Apparently, shortbread is all about getting the proper ratio of butter to flour to sugar. 4:2:1 was a ratio that I saw often, but for this recipe, I went for 1:3:1. I have also heard that using either rice flour or corn starch offers a good crumb. Keeping the dough cold before baking it was a good tip; I am impatient and utilized the freezer for a shorter chill.

The dough tasted like pure marzipan, so that alone seemed promising. The cookies had a slight savory quality from the olive oil, and that rocked. But what put them over the top was dipping the edges in dark chocolate ganache and sprinkling them with a little Maldon salt.

Olive Oil Shortbread

1/2 cup powdered sugar
1/2 cup olive oil (plus a tbsp. or two if needed)
1/4 teaspoon sea salt
1 teaspoon vanilla paste
2 tablespoon unsalted butter (cold and cubed small)
1 1/2 cups all-purpose flour
1/2 cup whole wheat pastry flour

Preheat oven to 350 degrees. Combine olive oil and sugar well in the stand mixture. Stop and add vanilla paste and salt. Add butter, too, and then mix. Switch over to a low speed and add in the AP flour and whole wheat flour. You may need to add a tbsp. or two of olive oil if mixture is too crumbly. Add a bit of oil at a time while mixer remains on low until the dough comes together. Wrap dough in wax paper and set it in the freezer for 30 minutes to chill.
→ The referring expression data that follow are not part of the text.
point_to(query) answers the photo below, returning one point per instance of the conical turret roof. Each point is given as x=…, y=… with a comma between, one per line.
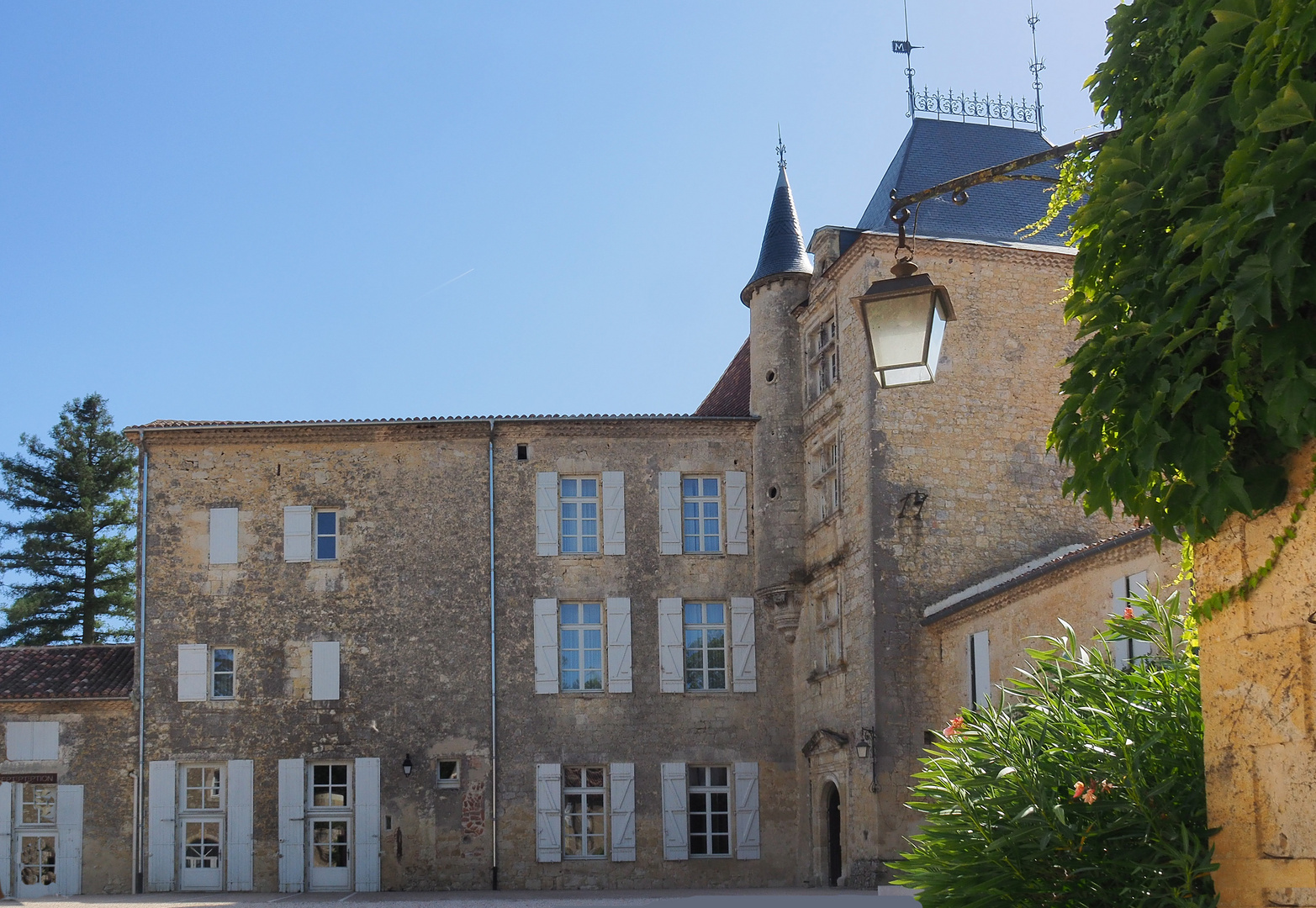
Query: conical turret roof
x=783, y=244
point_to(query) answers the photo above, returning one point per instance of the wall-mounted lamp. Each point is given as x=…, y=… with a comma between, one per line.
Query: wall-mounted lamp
x=866, y=749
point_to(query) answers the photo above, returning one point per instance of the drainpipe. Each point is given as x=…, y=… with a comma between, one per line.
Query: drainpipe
x=141, y=665
x=493, y=681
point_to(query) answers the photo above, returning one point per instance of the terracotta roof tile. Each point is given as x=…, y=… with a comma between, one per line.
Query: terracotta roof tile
x=731, y=395
x=66, y=673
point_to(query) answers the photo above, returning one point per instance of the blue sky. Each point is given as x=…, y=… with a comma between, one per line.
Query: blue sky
x=328, y=209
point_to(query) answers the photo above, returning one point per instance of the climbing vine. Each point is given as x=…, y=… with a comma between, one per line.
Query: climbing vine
x=1192, y=288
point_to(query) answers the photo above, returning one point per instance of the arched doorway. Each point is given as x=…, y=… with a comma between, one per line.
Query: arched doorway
x=833, y=833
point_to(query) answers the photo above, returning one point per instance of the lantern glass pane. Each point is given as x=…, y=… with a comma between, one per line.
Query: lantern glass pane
x=899, y=330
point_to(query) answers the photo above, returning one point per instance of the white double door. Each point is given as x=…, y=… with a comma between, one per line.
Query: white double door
x=41, y=838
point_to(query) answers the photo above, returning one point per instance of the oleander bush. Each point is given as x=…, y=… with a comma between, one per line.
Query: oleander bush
x=1082, y=786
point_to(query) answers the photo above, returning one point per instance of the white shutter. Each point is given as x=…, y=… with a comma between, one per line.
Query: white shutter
x=6, y=836
x=224, y=536
x=675, y=837
x=545, y=645
x=547, y=514
x=669, y=514
x=547, y=812
x=737, y=515
x=160, y=826
x=18, y=740
x=621, y=779
x=980, y=670
x=671, y=649
x=614, y=514
x=324, y=668
x=296, y=532
x=45, y=740
x=366, y=821
x=193, y=672
x=69, y=802
x=747, y=810
x=744, y=663
x=619, y=647
x=239, y=824
x=293, y=824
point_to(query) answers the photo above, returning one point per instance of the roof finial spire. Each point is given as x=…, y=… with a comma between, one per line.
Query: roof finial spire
x=1036, y=66
x=907, y=49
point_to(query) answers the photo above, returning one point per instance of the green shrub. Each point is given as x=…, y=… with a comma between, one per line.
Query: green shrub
x=1085, y=787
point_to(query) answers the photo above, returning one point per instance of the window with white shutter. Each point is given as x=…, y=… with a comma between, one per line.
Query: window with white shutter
x=293, y=824
x=980, y=670
x=675, y=832
x=619, y=645
x=621, y=779
x=162, y=795
x=224, y=536
x=193, y=672
x=239, y=826
x=325, y=670
x=737, y=515
x=669, y=514
x=547, y=514
x=671, y=652
x=747, y=810
x=744, y=652
x=545, y=645
x=296, y=532
x=614, y=514
x=547, y=812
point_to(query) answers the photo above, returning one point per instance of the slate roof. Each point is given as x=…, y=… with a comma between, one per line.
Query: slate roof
x=731, y=395
x=783, y=244
x=938, y=150
x=66, y=673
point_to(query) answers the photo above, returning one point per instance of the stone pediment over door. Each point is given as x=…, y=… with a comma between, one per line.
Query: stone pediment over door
x=826, y=742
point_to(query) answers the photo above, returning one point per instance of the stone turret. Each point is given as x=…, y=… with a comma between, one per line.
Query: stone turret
x=780, y=284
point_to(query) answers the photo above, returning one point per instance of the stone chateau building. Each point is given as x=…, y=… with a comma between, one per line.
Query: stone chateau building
x=612, y=652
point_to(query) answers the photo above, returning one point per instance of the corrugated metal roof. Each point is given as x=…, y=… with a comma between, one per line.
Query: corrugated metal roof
x=66, y=673
x=938, y=150
x=731, y=395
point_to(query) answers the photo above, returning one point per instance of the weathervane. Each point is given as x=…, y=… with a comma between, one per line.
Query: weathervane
x=907, y=49
x=1036, y=66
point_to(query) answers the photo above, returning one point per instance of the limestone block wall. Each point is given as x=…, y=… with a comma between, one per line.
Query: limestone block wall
x=98, y=750
x=1258, y=700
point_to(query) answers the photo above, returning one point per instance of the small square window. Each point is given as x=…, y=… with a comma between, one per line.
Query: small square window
x=326, y=535
x=221, y=674
x=701, y=524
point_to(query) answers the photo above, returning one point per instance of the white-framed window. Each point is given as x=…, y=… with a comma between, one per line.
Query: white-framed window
x=701, y=514
x=710, y=793
x=584, y=819
x=706, y=647
x=578, y=502
x=223, y=673
x=326, y=535
x=580, y=645
x=37, y=805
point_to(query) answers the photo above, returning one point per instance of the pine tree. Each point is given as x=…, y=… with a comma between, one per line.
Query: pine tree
x=75, y=554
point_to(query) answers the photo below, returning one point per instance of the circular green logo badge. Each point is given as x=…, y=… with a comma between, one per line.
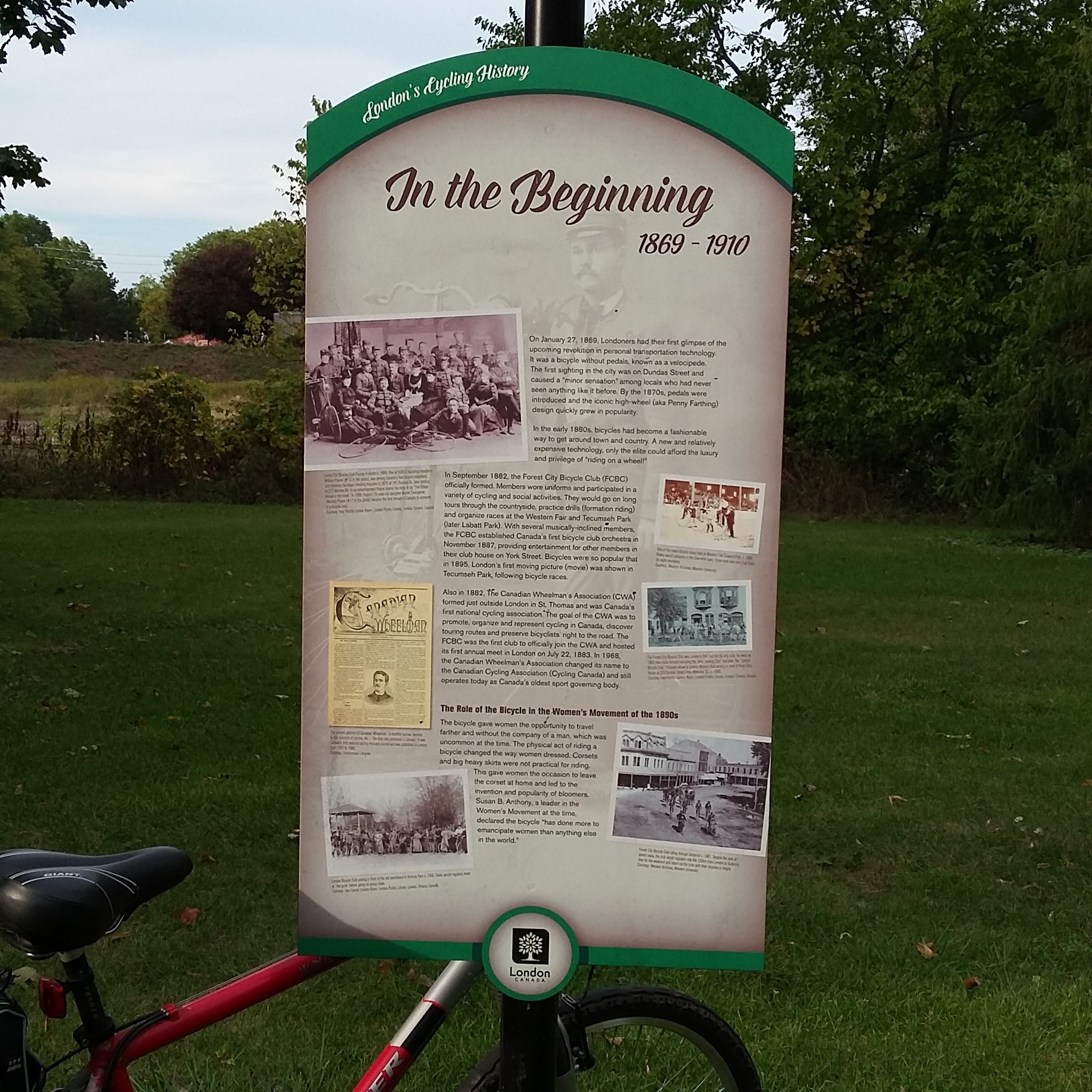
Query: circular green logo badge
x=530, y=952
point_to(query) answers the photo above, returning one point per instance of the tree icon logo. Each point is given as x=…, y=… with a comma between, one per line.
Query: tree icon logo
x=530, y=946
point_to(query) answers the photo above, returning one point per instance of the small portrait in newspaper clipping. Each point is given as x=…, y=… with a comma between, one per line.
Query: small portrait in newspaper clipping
x=380, y=655
x=726, y=517
x=699, y=789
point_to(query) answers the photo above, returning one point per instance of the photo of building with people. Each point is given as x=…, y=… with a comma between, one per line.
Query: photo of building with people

Roll out the dough into 3/4-inch thickness and cut into rectangles. Poke holes into the top of each piece with a fork. Freeze for another 30 min. Bake at 350 degrees for 8-10 minutes or until golden. They are best when cool -- or even a day or two or three later.


1/3 cup dark chocolate
1 tablespoon milk
Maldon salt

For an easy ganache, combine dark chocolate and milk and microwave for 30 seconds. Whisk it together. Dip the the edges of the shortbread in the ganache after they cool and sprinkle with salt...if you like that kind of thing.


  1. My notes:

    Well I think I may have screwed something up b/c the cookie texture was not too good. Had a weird texture to it. So, I put the cookies in a container and will keep them in the fridge for a couple days and then see what they are like then. In the meantime, here are some notes:

    * We already know that my dough was too wet. Adding the step for putting flour on top helped.
    * I used salted butter, that's the only butter I had.
    * Preheating of oven instruction should come during the freezing the dough the second time so oven isn't on that long.
    * I'm guessing normal people, like me, won't have vanilla paste or maldon salt, so you may want to add alternative. I used vanilla extract and pink salt
    * You may want to say how much 1/3 cup chocolate is in case you have to buy in bars like I did. I used one all natural 3 oz (85g) bar of extreme dark chocolate 88% cocoa. It ended up being too thick and I had to add more milk (I used soy milk)
    * What's the purpose of fork holes? For dipping in ganache later or to cook through dough better?

    I think all in all I may have just messed this up and will do it over in a couple days. Boo :(

  2. Oh nO!!!! I'm sorry you had trouble with it. They definitely have that crumbly shortbread texture. Hmmm. Don't worry about making it again. If you had that much trouble, then we need to take another look at it.

  3. I made this today-it came out perfectly.

    Seriously. Four of my favourite things in one recipe, how can I resist?

    Anyways, I agree with the other comment-er on the vanilla paste(I used bourbon vanilla extract) and the oven preheating instructions. I do have maldon salt, but I am a salt whore, so that may not be representative of all people.

    As dough, it was pretty much the same as regular shortbread. The cookies were definetely not done at 10 minutes. Perfectly done at 14, though, but that may just be my oven. My ganache was also too thick, I ended up using close to 3 tbsp of milk.

    The cookies, however, are divine. Perfect crisp crumbly shortbread texture, and a wonderful subtlety from the olive oil. When I'm out of the shortbread cookies I want to use this dough recipe for pecan sandies-I bet that would be spectacular!

  4. oh, one other note-You may be a bit vague on the texture of the dough when you say "add more oil if it's too crumbly" I think maybe if someone doesn't know that shortbread dough is going to be frustratingly crumbly, they might end up with a dough that's too oily.